I have always used food as a crutch. Got a bad grade on a test? There’s always a McDonalds within a few mile radius. Girl trouble? I think there may be some half eaten, expired ice cream from years ago in the back of the freezer I can stuff my face with. Excess calories and trans fats are my tools to numb emotional pain.

While I obviously have remained handsome whether thin or plump, my erratic eating habits make my weight fluctuate wildly.
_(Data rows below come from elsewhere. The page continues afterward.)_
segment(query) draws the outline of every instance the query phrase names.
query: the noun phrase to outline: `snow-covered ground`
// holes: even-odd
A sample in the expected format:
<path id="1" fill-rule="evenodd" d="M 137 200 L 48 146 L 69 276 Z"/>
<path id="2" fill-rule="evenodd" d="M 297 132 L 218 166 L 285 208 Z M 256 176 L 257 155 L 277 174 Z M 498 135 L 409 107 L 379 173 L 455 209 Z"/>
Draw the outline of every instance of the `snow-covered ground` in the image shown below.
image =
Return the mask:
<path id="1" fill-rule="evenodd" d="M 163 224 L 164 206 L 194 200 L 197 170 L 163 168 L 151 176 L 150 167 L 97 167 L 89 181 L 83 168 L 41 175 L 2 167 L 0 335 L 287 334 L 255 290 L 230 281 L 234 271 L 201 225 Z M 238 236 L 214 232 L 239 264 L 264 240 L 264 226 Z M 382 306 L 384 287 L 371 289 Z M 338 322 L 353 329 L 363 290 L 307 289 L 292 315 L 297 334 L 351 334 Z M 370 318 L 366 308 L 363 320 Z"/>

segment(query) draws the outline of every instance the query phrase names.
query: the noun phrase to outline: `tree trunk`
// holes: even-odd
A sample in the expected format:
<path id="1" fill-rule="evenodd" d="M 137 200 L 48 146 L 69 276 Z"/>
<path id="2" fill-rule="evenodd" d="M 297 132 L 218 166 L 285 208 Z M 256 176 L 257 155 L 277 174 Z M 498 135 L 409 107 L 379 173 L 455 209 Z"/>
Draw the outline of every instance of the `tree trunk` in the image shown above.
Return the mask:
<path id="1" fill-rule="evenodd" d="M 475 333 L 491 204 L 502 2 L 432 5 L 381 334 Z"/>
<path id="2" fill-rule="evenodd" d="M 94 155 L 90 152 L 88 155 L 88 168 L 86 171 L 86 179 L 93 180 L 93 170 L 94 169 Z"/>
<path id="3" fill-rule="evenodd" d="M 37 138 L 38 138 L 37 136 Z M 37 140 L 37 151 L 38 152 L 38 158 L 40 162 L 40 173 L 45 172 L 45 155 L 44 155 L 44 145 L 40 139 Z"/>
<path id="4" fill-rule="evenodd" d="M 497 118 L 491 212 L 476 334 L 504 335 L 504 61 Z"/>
As an elite (if that’s the right word) binge eater, I have noticed that binge eating has five stages, as I’ve identified below…

A Healthy Start

Days that end in a binge often begin with an excessively healthy start. I’m feeling spiritually peaceful with my food choices, which consist of fruits and vegetables, protein bars, and various other superfoods, all consumed before the sun sets and the cravings kick in. I will pat myself on the back prematurely, proud of my discipline and confident that things won’t go south in the few hours remaining before I go to bed.

The Slip Up

This is what sets off the binge. The first domino to fall that will cause a chain reaction of gluttony. It could be my mom unexpectedly bringing in cookies, me impulsively grabbing something from the pantry, or being offered a slice of cake at a party. One thing leads to another and I have to acknowledge that I’ve slipped up and ruined my otherwise flawlessly healthy day.

All Hell Breaks Loose

This is when the day goes from being imperfect to a complete binge. During the peak of COVID-19, when my mental and physical health was at its lowest, destructive binges became almost a daily routine. My go to vice was mega-stuffed Oreos — not double, but MEGA. I would bike over to Walgreens because it was the only convenience store nearby that carried the mega stuffed Oreos, I preferred. After buying the Oreos, I’d bike over to Coyote Point, a few miles away from my house. I never felt more shame in my life than when the night shift cashier at Walgreens quipped “The usual, huh?” after I placed the pack on the counter. I gave him a blank stare in response. I would be able to enjoy the mega stuffed goodness privately in the pitch black once I made it to coyote point. I was miserable, but the mega stuff temporarily numbed my misery. I could easily polish off an entire package in one sitting — certainly north of 3500 calories (one mega stuffed oreo is 100 calories). On one particularly late binge, I heard a hissing around me. I took my eyes off the mega stuffed for a moment and realized that I was surrounded by a pack of raccoons. I have never felt more powerless in my life. I chucked the Oreos, hopped on my bike, and never looked back until I got home.

Scavenging

My household doesn’t have great snacks, so when I need to fulfill my never ending cravings, I have to either eat my brother’s lunch or get creative. A good place to look is the cabinet where we store our baking supplies. I once ate funfetti cake frosting straight from the package without realizing my brothers birthday was in a few days. He had a frosting-less cake that year.

Shame

I experience shame on a regular basis, but none is worse than after a binge. I will be sitting in my bed with my stomach bloated and all self respect destroyed, telling myself that tomorrow will be the day I get my life together before the cycle inevitably repeats.